The returns were particularly due to good profits on bond holdings, it said.

Carsten Andersen, deputy director of the association said: “Danish pension companies were able to produce good results in a difficult period, which was marked by great uncertainty on investment markets as a result of the financial crisis.”

While bonds and real estate investments in the with-profits plans both produced solid returns, equities ended the year with a loss of 4.8% on average, F&P said.

Most of the equity losses were from European shares.

On average, between 2007 and 2011, Danish pension companies made an annual return of 4.2% on the products, F&P said.

The association said the level of return seen on the products last year was good news for Danish pension customers, but that the current low level of bond yields was putting pressure on guaranteed yields.

At the same time, future regulations on capital - such as Solvency II - meant companies might still need to consolidate.

“The high return therefore helps to ensure guaranteed yields can be maintained,” Anderson said.

Returns for unit-link pension products varied widely, depending on the risk profile of the individual plan.

Products with a high proportion of equities made a loss.

More pension provisions are now placed in the newer unit-linked pensions, according to F&P.

At the end of 2011, 23% of provisions were linked to these products, up from 16% in 2010.

In other news, figures from ATP show that private pension saving in Denmark has cut the proportion of pensioners relying on statutory payments to 45% from 56% in the decade to 2010.

ATP, which runs the labour-market supplementary pension scheme, said the outcome of the 1987 Common Declaration - the three-party agreement meant to ensure labour-market pensions for all - was slowly feeding through.

In 2010, 45% of Denmark’s newest pensioners received only the state old-age pension and the ATP pension, compared with 56% in 2000.

Ole Beier Sørensen, chief analyst at ATP, said: “The development is an important and very positive one, which strengthens the sustainability of the pension system, as well as ensuring more adequate pensions for broad groups of people.”
The proportion had fallen because groups of people had begun to receive money from a labour-market pension scheme for the first time.

This was the case for hourly-paid workers within the industrial, construction, trade, transport and service sectors, who were included in the new labour-market pensions in 1990.
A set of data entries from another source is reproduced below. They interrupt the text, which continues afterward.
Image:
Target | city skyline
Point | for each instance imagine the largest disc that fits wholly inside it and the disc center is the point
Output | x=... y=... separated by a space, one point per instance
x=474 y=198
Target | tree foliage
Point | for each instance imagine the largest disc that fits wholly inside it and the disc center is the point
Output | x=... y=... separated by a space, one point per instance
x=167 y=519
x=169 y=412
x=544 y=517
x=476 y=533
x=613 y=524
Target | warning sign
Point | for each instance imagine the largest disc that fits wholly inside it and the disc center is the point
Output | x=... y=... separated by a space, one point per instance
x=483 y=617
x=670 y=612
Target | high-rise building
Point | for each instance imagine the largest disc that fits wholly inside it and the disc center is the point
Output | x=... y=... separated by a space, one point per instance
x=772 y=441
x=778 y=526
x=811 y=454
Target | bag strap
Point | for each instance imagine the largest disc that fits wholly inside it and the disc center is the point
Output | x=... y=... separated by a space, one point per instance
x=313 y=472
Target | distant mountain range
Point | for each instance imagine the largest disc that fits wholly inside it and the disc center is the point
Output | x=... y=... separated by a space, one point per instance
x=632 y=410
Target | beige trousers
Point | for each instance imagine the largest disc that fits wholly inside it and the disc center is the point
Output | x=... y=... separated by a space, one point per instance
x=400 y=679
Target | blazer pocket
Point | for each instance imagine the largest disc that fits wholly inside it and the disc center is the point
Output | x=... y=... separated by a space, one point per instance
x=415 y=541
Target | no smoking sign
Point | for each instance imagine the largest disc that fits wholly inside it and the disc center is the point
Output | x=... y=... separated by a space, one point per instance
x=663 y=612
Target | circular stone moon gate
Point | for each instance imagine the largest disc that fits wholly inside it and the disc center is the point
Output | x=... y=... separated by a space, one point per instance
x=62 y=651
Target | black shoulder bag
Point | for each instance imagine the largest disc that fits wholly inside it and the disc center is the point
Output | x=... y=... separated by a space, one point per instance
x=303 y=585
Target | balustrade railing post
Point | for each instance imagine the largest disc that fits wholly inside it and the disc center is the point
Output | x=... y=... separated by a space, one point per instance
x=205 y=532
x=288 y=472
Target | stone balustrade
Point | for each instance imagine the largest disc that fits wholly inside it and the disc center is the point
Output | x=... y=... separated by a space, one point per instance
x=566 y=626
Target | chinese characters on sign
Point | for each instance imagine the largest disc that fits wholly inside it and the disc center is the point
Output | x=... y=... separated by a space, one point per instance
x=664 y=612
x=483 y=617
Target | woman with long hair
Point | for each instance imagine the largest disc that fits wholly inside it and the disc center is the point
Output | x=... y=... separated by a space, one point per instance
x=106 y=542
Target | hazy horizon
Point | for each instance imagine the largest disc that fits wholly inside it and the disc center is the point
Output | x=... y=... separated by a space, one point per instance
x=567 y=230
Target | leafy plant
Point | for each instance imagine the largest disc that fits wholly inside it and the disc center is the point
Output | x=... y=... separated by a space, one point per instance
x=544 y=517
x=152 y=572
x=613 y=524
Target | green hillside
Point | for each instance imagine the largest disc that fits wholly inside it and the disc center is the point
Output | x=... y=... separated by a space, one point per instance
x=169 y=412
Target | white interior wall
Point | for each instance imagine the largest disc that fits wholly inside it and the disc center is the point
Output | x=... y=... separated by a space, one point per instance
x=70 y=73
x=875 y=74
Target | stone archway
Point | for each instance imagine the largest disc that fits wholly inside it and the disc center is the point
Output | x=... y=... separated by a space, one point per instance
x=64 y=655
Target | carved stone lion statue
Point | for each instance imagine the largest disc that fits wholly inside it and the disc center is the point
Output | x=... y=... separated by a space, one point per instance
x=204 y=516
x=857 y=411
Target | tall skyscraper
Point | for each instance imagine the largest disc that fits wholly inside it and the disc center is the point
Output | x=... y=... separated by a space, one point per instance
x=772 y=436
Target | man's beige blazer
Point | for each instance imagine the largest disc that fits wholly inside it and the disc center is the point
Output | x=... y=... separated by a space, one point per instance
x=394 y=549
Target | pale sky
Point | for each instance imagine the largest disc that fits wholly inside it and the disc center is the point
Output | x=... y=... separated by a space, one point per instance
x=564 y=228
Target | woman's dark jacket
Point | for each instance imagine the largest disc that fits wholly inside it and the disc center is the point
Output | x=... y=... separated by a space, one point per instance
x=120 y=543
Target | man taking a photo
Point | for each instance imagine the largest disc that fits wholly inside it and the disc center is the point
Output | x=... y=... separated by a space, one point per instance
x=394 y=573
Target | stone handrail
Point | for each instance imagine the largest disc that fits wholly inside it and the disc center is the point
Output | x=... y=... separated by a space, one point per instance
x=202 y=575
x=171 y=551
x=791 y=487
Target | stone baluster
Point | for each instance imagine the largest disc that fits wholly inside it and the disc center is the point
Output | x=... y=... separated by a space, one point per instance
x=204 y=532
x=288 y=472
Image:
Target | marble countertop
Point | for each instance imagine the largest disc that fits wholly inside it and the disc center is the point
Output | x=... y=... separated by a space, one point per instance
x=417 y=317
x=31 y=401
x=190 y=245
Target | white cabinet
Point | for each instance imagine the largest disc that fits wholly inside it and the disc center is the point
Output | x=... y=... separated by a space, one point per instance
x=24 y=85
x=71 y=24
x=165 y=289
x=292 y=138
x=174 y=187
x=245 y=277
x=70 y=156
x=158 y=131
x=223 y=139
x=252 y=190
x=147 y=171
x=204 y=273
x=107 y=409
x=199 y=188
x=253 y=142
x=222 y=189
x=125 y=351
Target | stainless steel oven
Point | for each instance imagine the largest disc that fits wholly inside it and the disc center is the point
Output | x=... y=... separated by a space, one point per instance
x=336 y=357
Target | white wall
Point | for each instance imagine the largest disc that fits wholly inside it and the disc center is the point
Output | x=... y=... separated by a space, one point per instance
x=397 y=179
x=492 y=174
As private pension schemes gradually matured, they would become more important in the overall pensions picture, ATP said.

At the moment, two out of every three kroner of pensions received comes from the state old-age pension and the ATP pension, with labour market and voluntary pensions making up the rest.

But Beier Sørensen said this would change in time.

“In the long term, private schemes will constitute a more effective supplement to the state old-age pension and ATP and account for around half of total pension payments,” he said.